Maturity Cycle
It is important to note that the maturity cycle is just a general intended pattern toward a more robust security program. The specific tasks, the order they are executed and the time frame across which they are deployed have to be tied to the specific risks and objectives of the individual organization.
Step 3: Execute Foundational Initiatives
As highlighted above, every program should have a set of foundational initiatives necessary to enable the broader program. These initiatives should provide some rapid impact on security while also providing baseline capabilities.
This first “wave” of initiatives should be items that can be achieved within 90 days to demonstrate progress as well as allow for rapid movement to additional elements. These initiatives will include both “informational” or “baselining” initiatives as well as the first wave of “remediation” or “hardening” activities. The baselining-type of activities would include hardware and software inventory, configuration baselines, firewall rule maps, etc. The remediation-type activities would likely include software removal, hardening of baselines, or initial segmentation.
These initiatives normally have “corporate” and “site-level” components. In geographically dispersed organizations, they will focus on approximately 3-5 pilot sites representing a range of locations for the “site-level” components. The foundational initiatives will be rolled out at these sites and they will act as “lead dogs” to be ahead of the pack in implementing greater levels of maturity over time.
This first phase of execution will likely include several key elements:
- Central components such as policies on sensitive data or password standards, procedures such as management of change or patching, and technology such as a central reporting functionality.
- Site-level components such as asset inventory, configuration baselines, and network design/ segmentation reviews.
- Establishing key decision points such as which controls will not apply to certain assets, decision-making on risk-reward or cost-benefit trade-offs, and rules for “technical feasibility exceptions” where devices such as PLCs or older HMIs may not be able to meet control standards and will require some form of compensating controls.
Foundational initiatives can strengthen supply chain risk management efforts (SCRM) through:
- Secure software development practices, like vulnerability scanning and code reviews, to reduce the risk of introducing vulnerabilities into your system from third parties.
- Requiring software bill of materials generation (SBOM) from your vendors to provide visibility of the components within your software. This enables you to identify and address vulnerabilities from third parties quickly.
- Configuration baselines for your organization and vendor systems to confirm that third-party systems meet your security requirements.
- Regular scanning and patching to improve your overall security and reduce entryways for threat actors.
- Integrating supply chain into your incident response plan to address cyber incidents that extend from third-party vendors.
Step 4: Build on Foundation
With version 1.1, most organizations rolled out proven tool sets to additional sites, embarked on second or third-phases of security tool and procedure design, testing, and deployment to pursue a rich, multi-layered security program.

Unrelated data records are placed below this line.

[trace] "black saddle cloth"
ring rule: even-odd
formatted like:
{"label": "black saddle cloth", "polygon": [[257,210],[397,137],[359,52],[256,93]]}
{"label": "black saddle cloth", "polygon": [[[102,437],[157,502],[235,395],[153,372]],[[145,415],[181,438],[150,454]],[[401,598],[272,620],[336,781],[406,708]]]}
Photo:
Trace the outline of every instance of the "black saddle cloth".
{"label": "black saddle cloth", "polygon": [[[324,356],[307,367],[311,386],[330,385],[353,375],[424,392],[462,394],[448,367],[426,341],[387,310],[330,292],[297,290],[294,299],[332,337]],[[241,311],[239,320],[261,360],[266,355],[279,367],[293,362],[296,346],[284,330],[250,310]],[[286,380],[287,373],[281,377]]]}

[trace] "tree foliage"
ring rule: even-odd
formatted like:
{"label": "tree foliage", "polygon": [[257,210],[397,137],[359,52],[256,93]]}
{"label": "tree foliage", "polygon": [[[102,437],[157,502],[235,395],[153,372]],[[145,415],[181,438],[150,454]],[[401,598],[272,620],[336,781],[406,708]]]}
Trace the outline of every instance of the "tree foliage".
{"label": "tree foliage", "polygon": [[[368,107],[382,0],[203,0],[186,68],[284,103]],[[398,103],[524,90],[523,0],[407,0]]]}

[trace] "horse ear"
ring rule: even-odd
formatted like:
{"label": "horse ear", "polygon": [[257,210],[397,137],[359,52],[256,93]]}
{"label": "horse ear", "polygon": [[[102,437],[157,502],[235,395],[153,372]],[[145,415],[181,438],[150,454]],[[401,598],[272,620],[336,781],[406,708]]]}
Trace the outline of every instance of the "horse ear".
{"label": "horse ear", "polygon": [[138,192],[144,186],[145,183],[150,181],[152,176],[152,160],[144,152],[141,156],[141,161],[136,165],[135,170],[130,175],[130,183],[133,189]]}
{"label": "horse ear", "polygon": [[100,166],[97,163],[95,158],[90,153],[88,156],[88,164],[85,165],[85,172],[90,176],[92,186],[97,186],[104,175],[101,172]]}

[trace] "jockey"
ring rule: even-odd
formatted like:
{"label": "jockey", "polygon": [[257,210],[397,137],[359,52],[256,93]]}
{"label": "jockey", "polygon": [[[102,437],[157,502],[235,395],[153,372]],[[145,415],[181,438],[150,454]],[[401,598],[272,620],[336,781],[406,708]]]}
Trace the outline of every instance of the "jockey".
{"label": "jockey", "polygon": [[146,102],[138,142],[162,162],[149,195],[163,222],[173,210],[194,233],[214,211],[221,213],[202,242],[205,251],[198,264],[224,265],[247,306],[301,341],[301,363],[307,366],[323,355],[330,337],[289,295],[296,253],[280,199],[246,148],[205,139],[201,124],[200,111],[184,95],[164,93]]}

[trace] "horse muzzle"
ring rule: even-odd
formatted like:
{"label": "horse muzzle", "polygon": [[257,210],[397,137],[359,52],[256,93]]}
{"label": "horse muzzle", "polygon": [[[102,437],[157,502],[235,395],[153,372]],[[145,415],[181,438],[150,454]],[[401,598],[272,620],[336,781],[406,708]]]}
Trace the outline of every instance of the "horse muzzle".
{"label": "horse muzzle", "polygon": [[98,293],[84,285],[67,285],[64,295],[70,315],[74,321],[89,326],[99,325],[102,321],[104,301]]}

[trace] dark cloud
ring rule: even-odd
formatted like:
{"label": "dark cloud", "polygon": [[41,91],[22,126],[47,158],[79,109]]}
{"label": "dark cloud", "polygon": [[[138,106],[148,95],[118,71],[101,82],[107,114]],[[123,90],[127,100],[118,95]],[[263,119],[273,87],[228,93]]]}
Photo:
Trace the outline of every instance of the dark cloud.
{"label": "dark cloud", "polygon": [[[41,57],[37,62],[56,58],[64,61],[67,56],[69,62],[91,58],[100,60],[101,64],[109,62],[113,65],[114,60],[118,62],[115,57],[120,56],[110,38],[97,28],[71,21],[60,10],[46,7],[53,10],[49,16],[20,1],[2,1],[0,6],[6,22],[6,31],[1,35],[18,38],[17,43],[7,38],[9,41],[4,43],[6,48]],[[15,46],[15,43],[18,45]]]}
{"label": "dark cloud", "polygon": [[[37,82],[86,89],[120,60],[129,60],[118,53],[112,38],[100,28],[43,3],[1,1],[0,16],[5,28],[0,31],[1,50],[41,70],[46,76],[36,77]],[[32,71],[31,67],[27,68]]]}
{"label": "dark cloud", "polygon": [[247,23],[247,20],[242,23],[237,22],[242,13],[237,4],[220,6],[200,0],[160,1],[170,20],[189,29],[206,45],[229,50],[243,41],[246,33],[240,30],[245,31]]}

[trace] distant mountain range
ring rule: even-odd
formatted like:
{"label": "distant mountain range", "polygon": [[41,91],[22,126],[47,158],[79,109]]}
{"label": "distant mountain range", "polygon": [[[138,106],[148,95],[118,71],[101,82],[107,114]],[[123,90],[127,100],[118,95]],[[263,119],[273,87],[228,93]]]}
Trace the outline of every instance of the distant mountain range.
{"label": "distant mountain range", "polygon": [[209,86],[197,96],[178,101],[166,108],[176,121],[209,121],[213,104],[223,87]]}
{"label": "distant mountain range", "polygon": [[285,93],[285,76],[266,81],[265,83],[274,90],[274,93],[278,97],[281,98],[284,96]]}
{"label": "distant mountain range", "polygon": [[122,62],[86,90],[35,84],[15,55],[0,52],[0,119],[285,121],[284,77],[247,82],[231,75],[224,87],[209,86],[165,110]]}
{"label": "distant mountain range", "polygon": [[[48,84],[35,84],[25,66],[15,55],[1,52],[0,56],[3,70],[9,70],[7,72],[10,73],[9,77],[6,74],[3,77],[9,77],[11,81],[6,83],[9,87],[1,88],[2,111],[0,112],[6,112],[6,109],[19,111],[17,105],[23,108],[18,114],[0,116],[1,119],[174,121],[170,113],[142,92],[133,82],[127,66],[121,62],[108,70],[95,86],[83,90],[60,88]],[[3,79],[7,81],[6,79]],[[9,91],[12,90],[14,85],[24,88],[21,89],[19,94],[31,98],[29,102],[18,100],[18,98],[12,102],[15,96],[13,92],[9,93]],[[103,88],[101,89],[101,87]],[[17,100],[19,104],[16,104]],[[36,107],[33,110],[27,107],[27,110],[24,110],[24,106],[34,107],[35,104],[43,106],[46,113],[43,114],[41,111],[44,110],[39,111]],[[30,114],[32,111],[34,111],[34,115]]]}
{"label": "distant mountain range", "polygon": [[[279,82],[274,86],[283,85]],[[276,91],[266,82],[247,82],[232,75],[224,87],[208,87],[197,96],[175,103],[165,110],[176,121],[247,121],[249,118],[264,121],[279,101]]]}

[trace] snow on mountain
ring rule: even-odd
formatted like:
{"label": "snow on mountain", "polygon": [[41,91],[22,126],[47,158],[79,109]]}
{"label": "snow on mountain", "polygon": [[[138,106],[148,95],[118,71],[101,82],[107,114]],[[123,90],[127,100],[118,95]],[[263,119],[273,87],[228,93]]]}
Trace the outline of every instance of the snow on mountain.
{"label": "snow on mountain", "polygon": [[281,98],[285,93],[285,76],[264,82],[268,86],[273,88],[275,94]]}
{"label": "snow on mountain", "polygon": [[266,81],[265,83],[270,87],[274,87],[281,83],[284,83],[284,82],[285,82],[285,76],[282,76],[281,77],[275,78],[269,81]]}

Organizations that implement NIST CSF 2.0 are more than likely in the refining, building depth, and maturing phases. Keep the following in mind as you continue to scale your security program with additional processes and technologies:
- Automate routine tasks where possible.
- Continue to reiterate and optimize for process improvement.
- Maintain a thorough integration framework for new infrastructure.
- Confirm that your employees are up to speed on the latest training.
- Regularly update priorities based on risks and business needs.